The performance impact of logical backups
Capturing a logical backup from a database will subject it to increased load. As all data is read, a logical backup capture will evict well cached data from non-Postgres caches, consume finite disk I/O capacity, pause auto-maintenance tasks and degrade the performance of other queries. As the size of a database and/or the load the database is under grows, this period of degraded performance and neglected auto-maintenance will also grow. Balancing your database’s performance with your backup requirements is necessary in order to avoid unpleasant surprises.

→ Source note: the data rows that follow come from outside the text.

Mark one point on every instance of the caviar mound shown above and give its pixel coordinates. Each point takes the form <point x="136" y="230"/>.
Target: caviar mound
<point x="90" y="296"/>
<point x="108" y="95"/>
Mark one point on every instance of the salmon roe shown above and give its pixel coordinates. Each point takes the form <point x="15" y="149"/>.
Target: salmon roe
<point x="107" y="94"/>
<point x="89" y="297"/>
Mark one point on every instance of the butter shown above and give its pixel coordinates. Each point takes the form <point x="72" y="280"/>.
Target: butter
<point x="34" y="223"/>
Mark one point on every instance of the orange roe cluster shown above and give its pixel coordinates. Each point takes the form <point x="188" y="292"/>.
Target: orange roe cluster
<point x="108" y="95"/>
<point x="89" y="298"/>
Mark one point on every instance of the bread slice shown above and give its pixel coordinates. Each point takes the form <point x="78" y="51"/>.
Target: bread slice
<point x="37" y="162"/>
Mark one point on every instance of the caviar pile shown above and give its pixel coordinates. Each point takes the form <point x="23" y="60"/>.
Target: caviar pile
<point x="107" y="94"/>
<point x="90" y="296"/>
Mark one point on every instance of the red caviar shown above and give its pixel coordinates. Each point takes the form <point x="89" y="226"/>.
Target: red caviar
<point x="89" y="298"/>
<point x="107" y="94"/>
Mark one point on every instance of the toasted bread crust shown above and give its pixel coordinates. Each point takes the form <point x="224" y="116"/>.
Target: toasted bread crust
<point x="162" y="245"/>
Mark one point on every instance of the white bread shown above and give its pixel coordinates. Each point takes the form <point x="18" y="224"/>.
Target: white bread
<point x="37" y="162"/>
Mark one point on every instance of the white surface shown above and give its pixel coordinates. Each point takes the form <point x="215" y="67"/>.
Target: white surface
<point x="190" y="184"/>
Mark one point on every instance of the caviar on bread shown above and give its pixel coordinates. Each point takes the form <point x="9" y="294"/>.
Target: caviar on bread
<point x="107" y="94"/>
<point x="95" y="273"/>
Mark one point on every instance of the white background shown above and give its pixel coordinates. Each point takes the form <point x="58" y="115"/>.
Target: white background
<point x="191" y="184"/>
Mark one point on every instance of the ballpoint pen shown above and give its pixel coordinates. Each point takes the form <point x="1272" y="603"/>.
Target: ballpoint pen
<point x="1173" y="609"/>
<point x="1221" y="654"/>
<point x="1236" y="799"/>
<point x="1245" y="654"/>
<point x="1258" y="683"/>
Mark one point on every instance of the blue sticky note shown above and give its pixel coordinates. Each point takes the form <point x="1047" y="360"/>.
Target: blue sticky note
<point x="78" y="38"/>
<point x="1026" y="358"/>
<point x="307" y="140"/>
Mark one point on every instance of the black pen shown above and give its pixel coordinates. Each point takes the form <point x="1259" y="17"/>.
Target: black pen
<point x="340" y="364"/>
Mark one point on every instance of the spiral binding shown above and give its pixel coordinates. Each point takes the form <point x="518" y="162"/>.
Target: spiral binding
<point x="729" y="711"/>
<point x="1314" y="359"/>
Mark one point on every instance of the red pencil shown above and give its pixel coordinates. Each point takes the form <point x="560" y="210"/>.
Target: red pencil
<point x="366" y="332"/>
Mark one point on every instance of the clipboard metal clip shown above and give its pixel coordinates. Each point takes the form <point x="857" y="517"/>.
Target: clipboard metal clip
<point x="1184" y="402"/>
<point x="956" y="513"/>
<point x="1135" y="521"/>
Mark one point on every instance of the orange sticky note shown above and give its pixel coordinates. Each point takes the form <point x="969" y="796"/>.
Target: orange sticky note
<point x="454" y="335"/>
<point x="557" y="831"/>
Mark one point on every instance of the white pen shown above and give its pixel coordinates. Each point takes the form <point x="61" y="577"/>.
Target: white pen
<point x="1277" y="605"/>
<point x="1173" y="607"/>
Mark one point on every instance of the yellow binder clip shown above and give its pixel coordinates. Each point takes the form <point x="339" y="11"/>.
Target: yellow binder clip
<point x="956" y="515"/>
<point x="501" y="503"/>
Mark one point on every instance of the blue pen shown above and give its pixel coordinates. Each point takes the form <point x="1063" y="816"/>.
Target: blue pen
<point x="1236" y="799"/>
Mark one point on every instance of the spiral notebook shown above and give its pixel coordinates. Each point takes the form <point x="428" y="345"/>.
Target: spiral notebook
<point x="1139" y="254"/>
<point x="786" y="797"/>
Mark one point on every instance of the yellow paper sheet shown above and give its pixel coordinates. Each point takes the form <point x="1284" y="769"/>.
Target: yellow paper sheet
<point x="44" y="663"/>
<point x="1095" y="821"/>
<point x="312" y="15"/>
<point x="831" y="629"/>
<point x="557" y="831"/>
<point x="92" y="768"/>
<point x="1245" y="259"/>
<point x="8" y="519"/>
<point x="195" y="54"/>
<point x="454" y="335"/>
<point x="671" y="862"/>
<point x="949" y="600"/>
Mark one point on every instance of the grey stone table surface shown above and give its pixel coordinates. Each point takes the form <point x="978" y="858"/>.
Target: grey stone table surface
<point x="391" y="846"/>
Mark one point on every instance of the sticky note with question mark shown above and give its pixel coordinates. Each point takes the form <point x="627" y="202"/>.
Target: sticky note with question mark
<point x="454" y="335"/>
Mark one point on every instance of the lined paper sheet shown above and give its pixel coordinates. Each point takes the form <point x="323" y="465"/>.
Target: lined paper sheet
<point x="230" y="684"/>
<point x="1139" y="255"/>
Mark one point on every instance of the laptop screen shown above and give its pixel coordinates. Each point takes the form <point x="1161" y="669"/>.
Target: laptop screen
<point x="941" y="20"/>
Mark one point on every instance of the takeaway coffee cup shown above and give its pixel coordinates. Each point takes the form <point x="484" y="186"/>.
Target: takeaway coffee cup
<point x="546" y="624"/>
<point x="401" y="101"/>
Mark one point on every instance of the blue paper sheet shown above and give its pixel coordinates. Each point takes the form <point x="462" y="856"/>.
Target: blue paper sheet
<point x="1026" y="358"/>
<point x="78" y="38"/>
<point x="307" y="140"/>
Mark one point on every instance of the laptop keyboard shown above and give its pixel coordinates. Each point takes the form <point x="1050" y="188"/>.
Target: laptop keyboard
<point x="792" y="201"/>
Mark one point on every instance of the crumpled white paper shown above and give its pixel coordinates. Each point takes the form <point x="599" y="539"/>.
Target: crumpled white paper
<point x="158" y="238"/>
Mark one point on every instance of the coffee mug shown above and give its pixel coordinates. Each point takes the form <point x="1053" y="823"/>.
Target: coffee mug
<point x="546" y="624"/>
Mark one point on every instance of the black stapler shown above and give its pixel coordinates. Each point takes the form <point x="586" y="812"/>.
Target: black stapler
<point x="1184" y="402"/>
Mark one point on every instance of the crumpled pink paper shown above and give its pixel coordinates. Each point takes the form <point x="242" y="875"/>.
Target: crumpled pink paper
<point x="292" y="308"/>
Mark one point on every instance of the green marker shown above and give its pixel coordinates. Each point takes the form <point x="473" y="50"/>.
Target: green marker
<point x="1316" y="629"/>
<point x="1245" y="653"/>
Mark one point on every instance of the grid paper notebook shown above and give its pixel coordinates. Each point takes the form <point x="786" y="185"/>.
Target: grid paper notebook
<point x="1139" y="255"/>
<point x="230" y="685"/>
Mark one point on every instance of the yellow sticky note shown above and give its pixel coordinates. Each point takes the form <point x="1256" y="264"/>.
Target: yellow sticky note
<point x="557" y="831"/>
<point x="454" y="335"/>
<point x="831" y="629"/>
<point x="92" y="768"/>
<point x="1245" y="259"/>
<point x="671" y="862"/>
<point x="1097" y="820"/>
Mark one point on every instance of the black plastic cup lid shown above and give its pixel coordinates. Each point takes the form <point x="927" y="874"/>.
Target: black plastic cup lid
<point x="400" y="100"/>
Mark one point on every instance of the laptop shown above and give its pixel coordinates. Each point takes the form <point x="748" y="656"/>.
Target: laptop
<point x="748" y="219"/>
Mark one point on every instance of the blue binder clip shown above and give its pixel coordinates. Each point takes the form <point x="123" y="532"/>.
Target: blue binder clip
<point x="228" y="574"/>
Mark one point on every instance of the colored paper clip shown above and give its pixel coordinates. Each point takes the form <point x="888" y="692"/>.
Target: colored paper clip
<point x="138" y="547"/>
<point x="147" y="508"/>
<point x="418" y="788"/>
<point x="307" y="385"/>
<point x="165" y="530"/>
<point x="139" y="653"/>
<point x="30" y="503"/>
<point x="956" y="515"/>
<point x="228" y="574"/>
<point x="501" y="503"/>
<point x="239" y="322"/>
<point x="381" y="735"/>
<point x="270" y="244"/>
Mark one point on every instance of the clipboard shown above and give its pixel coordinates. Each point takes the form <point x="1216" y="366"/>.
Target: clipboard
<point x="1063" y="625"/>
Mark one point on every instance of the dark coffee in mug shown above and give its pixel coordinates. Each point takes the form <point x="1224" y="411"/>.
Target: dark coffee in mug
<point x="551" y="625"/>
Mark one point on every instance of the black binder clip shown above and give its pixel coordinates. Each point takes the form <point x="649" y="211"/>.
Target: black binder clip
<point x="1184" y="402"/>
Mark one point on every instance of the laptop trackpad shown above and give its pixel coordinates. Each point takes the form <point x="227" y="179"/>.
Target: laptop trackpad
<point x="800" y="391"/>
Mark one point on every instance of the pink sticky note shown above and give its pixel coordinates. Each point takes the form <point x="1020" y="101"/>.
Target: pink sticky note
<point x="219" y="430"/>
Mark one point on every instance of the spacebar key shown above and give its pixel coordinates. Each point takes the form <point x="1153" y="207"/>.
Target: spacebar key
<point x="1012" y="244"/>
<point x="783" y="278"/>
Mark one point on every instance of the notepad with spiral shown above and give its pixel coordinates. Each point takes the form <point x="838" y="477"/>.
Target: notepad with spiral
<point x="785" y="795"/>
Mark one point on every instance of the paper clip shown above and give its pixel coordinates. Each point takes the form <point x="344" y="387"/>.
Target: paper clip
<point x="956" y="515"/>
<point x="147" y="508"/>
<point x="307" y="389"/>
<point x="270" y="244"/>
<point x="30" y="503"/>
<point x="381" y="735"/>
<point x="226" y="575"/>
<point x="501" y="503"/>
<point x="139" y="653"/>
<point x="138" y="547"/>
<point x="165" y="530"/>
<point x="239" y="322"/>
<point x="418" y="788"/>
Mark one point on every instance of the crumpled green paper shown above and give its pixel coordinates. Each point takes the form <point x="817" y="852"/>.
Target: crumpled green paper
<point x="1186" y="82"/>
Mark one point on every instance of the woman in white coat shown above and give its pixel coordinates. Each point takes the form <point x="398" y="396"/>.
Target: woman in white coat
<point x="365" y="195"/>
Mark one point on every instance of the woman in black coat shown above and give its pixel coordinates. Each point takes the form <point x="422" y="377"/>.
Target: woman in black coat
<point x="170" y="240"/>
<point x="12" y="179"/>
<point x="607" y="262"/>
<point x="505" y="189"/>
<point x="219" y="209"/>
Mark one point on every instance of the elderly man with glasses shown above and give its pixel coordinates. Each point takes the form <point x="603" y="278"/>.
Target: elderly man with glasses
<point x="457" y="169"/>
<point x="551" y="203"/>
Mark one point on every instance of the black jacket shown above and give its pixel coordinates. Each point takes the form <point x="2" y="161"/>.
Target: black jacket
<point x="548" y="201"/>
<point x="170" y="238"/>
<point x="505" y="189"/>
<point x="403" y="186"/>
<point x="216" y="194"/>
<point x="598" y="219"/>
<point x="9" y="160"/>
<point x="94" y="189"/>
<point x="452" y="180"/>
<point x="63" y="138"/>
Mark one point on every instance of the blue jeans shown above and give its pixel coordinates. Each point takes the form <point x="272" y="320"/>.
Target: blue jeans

In general, PGBackups are intended for moderately loaded databases up to 20 GB. Contention for the I/O, memory and CPU needed for backing up a larger database becomes prohibitive at a moderate load and the longer run time increases the chance of an error that will end your backup capture prematurely.
Combining physical and logical backups
Fork and followers may be employed to reduce the load of a logical backup. Capturing a logical backup from a follower will preserve the leader’s performance and allow the backup operation to consume as many resources as necessary for the dump to succeed. Launching a short lived fork will also allow for logical backups to be taken without affecting your primary database’s performance, although the initial base backup of a new fork will compete with the logical backup for disk I/O. More information on capturing logical backups can be found above, and in Heroku Postgres Backups.
PGBackups are able to capture automatic backups of the database at any of the defined database config vars like
DATABASE_URL. This allows you to tune where and when your logical backup should be taken.